Reconheço algumas ótimas iniciativas que irmãos têm realizado sobre o assunto, reconheço a honesta tentativa em resgatar uma masculinidade bíblica em tempos de confusão identitárias, mas queria aqui pontuar de forma muito cuidadosa o que eu acredito ser pontos problemáticos na abordagem sobre a categoria da masculinidade!

Desconfio, pelo discurso que tenho acompanhado, que a motivação primária da narrativa e da ideia de masculinidade que tem sido construída, é mais numa anteproposta a possíveis categorias linguísticas encontradas mais no cenário centro esquerda, do que uma tentativa realmente bíblica de masculinidade. Os ataques são nítidos nos textos e pregações.

Acho no mínimo desonesto, já que a proposta é uma narrativa bíblica e não ideológica.
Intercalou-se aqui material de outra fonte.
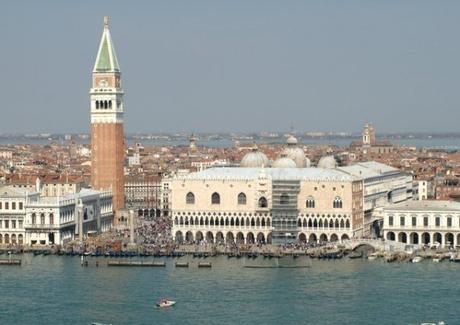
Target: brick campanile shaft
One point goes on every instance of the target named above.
(107, 134)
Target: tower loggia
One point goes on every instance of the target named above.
(107, 132)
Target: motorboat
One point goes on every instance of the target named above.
(437, 258)
(417, 259)
(164, 303)
(354, 255)
(372, 256)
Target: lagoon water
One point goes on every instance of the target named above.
(57, 290)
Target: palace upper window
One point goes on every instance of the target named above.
(241, 199)
(263, 202)
(190, 198)
(215, 198)
(337, 204)
(310, 203)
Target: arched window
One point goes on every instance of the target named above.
(310, 203)
(284, 199)
(215, 198)
(190, 198)
(241, 198)
(337, 204)
(263, 202)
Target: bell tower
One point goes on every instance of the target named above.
(107, 133)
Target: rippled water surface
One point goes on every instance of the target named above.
(57, 290)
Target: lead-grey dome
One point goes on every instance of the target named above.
(284, 162)
(327, 162)
(295, 153)
(255, 159)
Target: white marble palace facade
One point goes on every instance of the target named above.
(423, 222)
(247, 205)
(58, 220)
(275, 205)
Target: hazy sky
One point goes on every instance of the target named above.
(235, 65)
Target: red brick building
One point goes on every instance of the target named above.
(107, 134)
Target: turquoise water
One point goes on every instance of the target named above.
(57, 290)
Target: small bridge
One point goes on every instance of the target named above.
(387, 245)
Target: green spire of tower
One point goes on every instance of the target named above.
(106, 60)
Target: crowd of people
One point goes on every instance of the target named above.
(154, 231)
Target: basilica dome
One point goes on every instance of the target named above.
(284, 162)
(295, 153)
(255, 159)
(327, 162)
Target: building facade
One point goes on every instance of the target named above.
(282, 205)
(107, 133)
(272, 205)
(423, 222)
(12, 214)
(142, 193)
(58, 220)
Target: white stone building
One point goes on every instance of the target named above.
(12, 214)
(58, 220)
(423, 222)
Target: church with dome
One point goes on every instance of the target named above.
(282, 201)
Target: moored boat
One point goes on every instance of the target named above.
(355, 255)
(417, 259)
(372, 257)
(164, 303)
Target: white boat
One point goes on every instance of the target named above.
(372, 257)
(417, 259)
(164, 303)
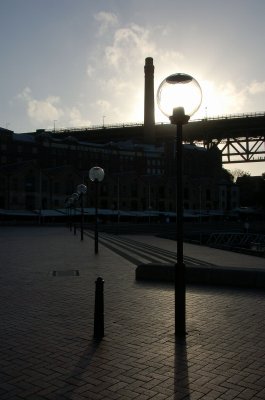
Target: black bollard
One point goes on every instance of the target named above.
(99, 309)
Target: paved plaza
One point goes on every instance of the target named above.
(47, 350)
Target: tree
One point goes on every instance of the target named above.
(238, 173)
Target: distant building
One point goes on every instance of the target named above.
(252, 191)
(39, 170)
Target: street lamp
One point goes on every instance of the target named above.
(179, 96)
(81, 190)
(96, 174)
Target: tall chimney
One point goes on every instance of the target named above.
(149, 107)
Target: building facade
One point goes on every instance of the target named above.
(39, 170)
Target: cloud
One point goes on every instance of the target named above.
(130, 46)
(90, 70)
(44, 110)
(76, 118)
(50, 109)
(256, 87)
(106, 20)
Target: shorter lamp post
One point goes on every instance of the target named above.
(73, 199)
(179, 96)
(96, 174)
(81, 190)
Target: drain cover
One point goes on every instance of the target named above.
(69, 272)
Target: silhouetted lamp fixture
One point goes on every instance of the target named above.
(96, 174)
(179, 96)
(81, 190)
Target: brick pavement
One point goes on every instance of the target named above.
(47, 349)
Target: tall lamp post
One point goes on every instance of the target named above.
(81, 190)
(96, 174)
(179, 96)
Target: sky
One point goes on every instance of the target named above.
(75, 63)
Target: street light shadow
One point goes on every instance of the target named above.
(181, 373)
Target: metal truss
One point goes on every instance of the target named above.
(240, 150)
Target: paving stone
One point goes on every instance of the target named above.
(47, 350)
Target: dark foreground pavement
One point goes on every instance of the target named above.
(47, 349)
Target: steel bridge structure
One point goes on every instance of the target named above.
(240, 137)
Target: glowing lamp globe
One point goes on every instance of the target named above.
(179, 91)
(96, 174)
(81, 189)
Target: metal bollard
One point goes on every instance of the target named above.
(99, 309)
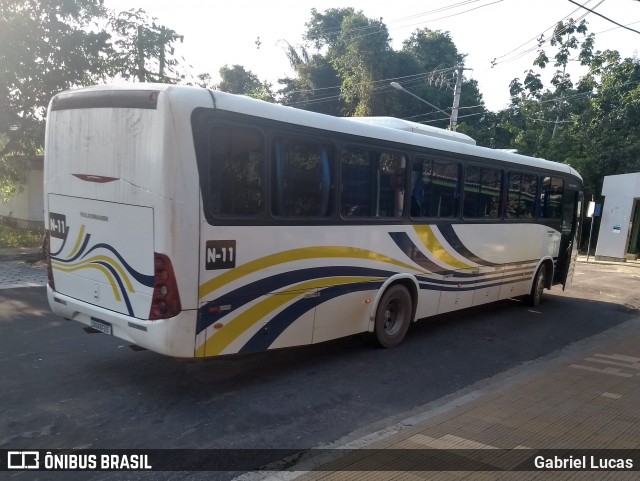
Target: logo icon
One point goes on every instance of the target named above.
(23, 460)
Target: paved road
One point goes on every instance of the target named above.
(20, 274)
(62, 388)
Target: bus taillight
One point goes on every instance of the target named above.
(46, 244)
(166, 299)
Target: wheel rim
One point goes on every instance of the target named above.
(392, 316)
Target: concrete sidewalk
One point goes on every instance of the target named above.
(587, 398)
(584, 397)
(27, 254)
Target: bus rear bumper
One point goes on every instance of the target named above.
(173, 337)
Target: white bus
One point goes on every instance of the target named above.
(196, 223)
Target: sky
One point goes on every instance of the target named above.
(253, 34)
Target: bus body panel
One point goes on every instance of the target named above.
(124, 173)
(326, 284)
(274, 283)
(101, 253)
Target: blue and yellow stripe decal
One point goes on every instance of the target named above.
(115, 269)
(238, 325)
(302, 254)
(437, 258)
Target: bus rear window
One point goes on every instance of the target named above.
(236, 170)
(551, 198)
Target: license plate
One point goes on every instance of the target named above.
(101, 326)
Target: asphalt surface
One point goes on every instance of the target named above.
(65, 389)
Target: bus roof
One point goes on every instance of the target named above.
(383, 128)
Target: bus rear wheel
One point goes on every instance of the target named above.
(537, 289)
(393, 316)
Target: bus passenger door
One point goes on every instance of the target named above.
(488, 285)
(568, 252)
(457, 291)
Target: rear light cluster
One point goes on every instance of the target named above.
(166, 299)
(46, 250)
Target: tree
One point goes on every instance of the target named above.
(316, 86)
(47, 46)
(435, 60)
(358, 50)
(237, 80)
(143, 49)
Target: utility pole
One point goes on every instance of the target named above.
(456, 99)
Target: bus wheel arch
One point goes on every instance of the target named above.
(394, 310)
(541, 280)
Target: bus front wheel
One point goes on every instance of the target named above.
(539, 282)
(393, 316)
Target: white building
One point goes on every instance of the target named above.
(619, 237)
(27, 207)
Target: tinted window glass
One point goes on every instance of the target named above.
(482, 188)
(301, 178)
(236, 169)
(434, 188)
(373, 183)
(521, 201)
(551, 198)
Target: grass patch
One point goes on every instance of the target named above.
(15, 237)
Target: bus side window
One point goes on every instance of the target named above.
(355, 196)
(434, 188)
(482, 192)
(236, 166)
(373, 183)
(521, 195)
(301, 177)
(551, 198)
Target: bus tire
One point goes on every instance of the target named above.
(393, 316)
(537, 288)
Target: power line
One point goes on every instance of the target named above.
(606, 18)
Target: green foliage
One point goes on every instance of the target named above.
(592, 125)
(237, 80)
(346, 76)
(142, 49)
(16, 237)
(47, 46)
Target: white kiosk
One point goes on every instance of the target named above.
(619, 237)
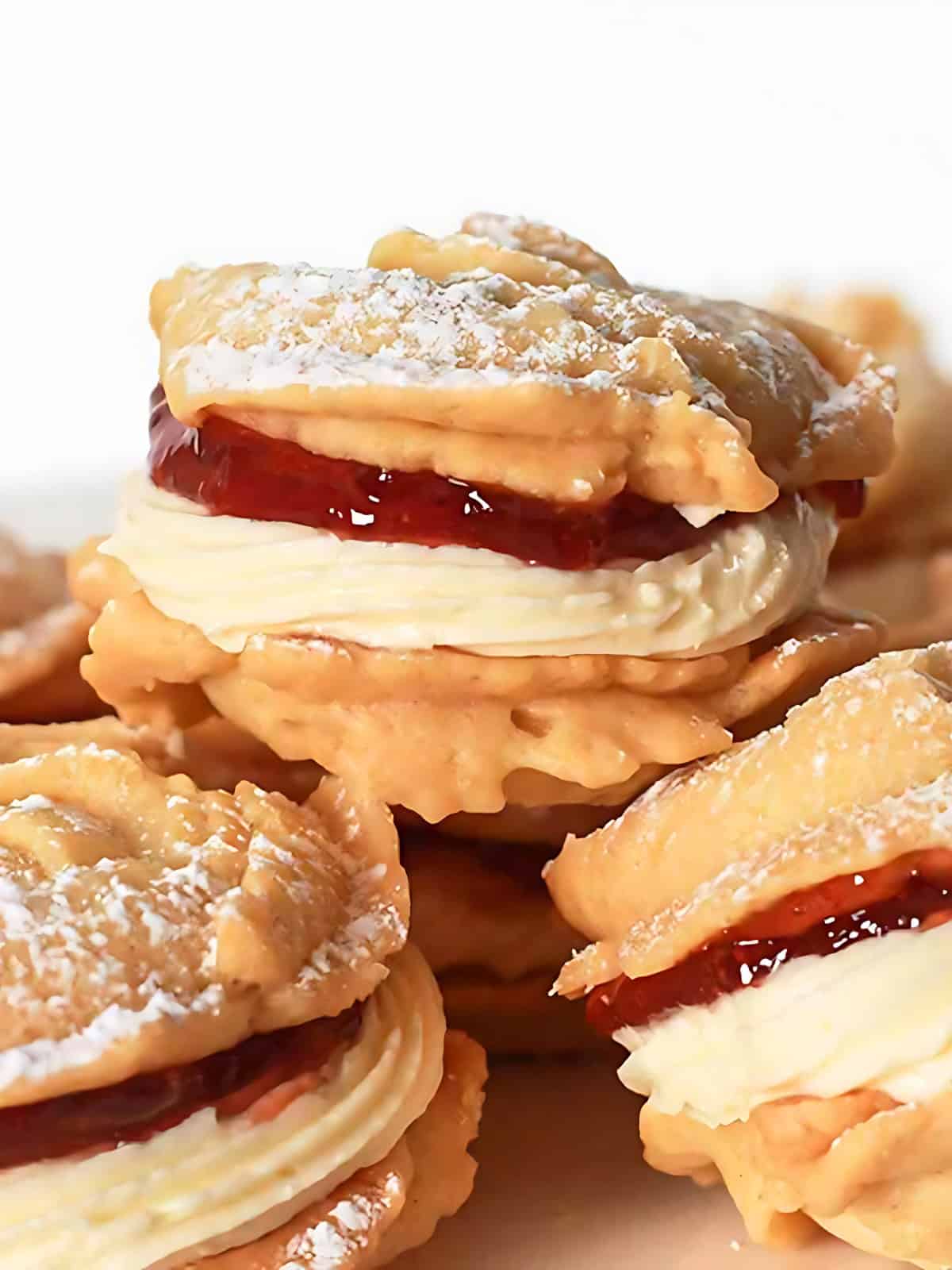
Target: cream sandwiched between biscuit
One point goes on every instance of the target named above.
(216, 1049)
(772, 945)
(482, 525)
Apesar de realmente ter várias críticas a se tecer sobre a tentativa moderna das narrativas em descontruir toda ideia identitária que tenha alguma raiz cristã judaica, que para mim são propostas meramente performáticas e não tratam a raiz do problema, acredito que há vozes que precisam ser escutadas na arena pública. Há clamores vindos dos mais diversos cantos que precisam ser escutados e respondidos de forma cuidadosa e justa.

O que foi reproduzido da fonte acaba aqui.